Pets have quite different relationships with humans, as compared to the connection between a scientist and a laboratory animal. They are central to the love and care. Most individuals feel strongly connected to their pets and consider them their long-life companions. In this regard, they are very much responsible for the well-being of their pets. Euthanasia is a quite stressful situation for the owners. They cannot bear to lose their companions and see them suffer from pain. This can explain why the owners in the aforementioned case refused to euthanasia and agreed on supportive therapy. However, seeing how the cat died, the owners must have suffered from a terrible setback. Moving on, by staying unaware of euthanasia being performed, the owners have been breached of their right to know everything about their pets.

For the veterinary surgeon, the situation is legally and professionally challenging. Although many veterinary surgeons have mixed views regarding euthanasia, they can only advise their clients to put their pets to sleep. The failure of the surgeon’s staff to comply with the consent of owners raises numerous questions on his or her integrity and professionalism. The same is for the RVN. However, it should be considered that the RVN acted according to his judgment, seeing how distressed the cat was. It is not easy to perform euthanasia. It is widely accepted that veterinarians are also affected negatively by the procedure.

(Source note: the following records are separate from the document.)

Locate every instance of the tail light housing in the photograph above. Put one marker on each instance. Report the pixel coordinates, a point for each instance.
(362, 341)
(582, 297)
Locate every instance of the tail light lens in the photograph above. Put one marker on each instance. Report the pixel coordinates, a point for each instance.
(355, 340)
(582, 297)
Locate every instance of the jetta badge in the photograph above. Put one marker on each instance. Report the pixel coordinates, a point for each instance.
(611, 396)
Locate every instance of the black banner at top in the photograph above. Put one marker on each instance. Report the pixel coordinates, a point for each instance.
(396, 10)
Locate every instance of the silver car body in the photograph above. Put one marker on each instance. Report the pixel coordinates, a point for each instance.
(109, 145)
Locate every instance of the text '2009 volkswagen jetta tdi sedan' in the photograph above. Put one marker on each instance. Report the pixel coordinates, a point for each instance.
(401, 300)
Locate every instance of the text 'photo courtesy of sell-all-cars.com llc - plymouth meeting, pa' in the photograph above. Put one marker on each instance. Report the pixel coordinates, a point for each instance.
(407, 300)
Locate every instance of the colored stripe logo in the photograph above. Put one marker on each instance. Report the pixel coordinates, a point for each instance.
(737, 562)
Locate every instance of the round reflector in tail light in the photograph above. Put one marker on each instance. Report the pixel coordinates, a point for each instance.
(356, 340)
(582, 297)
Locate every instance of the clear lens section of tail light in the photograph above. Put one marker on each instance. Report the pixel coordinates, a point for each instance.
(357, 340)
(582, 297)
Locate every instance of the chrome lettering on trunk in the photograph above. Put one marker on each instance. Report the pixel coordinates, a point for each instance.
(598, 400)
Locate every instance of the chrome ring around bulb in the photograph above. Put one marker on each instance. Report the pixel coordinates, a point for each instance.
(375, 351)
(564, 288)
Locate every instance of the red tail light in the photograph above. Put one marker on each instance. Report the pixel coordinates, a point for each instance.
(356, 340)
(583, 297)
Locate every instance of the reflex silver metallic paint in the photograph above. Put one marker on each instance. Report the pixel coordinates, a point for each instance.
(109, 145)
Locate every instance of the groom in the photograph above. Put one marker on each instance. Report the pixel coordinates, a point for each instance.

They can become affectionately attached to it and may not have the heart to watch it suffer. The RVN also kept euthanasia hidden from the veterinary surgeon and owners because of the fears of being convicted.

Conclusion:

Professional accountability is a forefront element for any professional, especially for a Registered Qualified Veterinary Nurse. Informed consent is important to deal with emotionally tense situations and the procedures to use in treating a distressed animal. In this regard, the ownership and authority of the consent of an owner should be respected. Euthanasia might be a preferred solution in the aforementioned case but the paper has sufficiently established that alternative measures should have been taken to deal with the situation. It is not a requirement, but a responsibility, of those involved in veteran care to maintain the professionalism of highest levels and comply with all ethical and legal terms, during the medical procedure of any kind.

References:

  • Almond, S., 2017. Ethics: the role of the veterinary nurse in the euthanasia of healthy but aggressive animals. Veterinary Nursing Journal32(1), pp.6-8.
  • Buchweitz, J.P., Johnson, M., Jones, J.L. and Lehner, A.F., 2018. Development of a Quantitative Gas Chromatography–Tandem Mass Spectrometry Method for the Determination of Pentobarbital in Dog Food. Journal of agricultural and food chemistry66(42), pp.11166-11169.
  • Deakin, S., 2018. Organisational Torts: Vicarious Liability versus Non-Delegable Duty. The Cambridge Law Journal77(1), pp.15-18.
  • Gray, C., Fox, M. and Hobson-West, P., 2018. Reconciling Autonomy and Beneficence in Treatment Decision-Making for Companion Animal Patients. Liverpool Law Review39(1-2), pp.47-69.
  • Magalhães-Sant'Ana, M., More, S.J., Morton, D.B., Osborne, M. and Hanlon, A., 2015. What do European veterinary codes of conduct actually say and mean? A case study approach. Veterinary Record, pp.vetrec-2014.
  • Ngo, E., Patel, N., Chandrasekaran, K., Tajik, A.J. and Paterick, T.E., 2016. The importance of the medical record: A critical professional responsibility. The Journal of medical practice management: MPM, 31(5), p.305.
  • Priestman, T.I., 2017. Delegation and the legal, professional and ethical issues for veterinary nurses: a case study. The Veterinary Nurse, 8(4), pp.226-229.
  • Schuurman, N., 2017. Performing good death at the veterinary clinic: experiences of pet euthanasia in Finland. Area49(2), pp.208-214.
  • Welsh, L., 2015. The euthanasia of aggressive dogs. The Veterinary Nurse6(9), pp.517-521.
  • Wild, S., 2017. Legal and ethical veterinary practice: a scenario evaluation. Veterinary Nursing Journal32(2), pp.45-49.
  • Wong, J., 2019. Respecting Other People’s Boundaries: A Quintessentially Anglo Cultural Value. In Further Advances in Pragmatics and Philosophy: Part 2 Theories and Applications (pp. 449-467). Springer, Cham.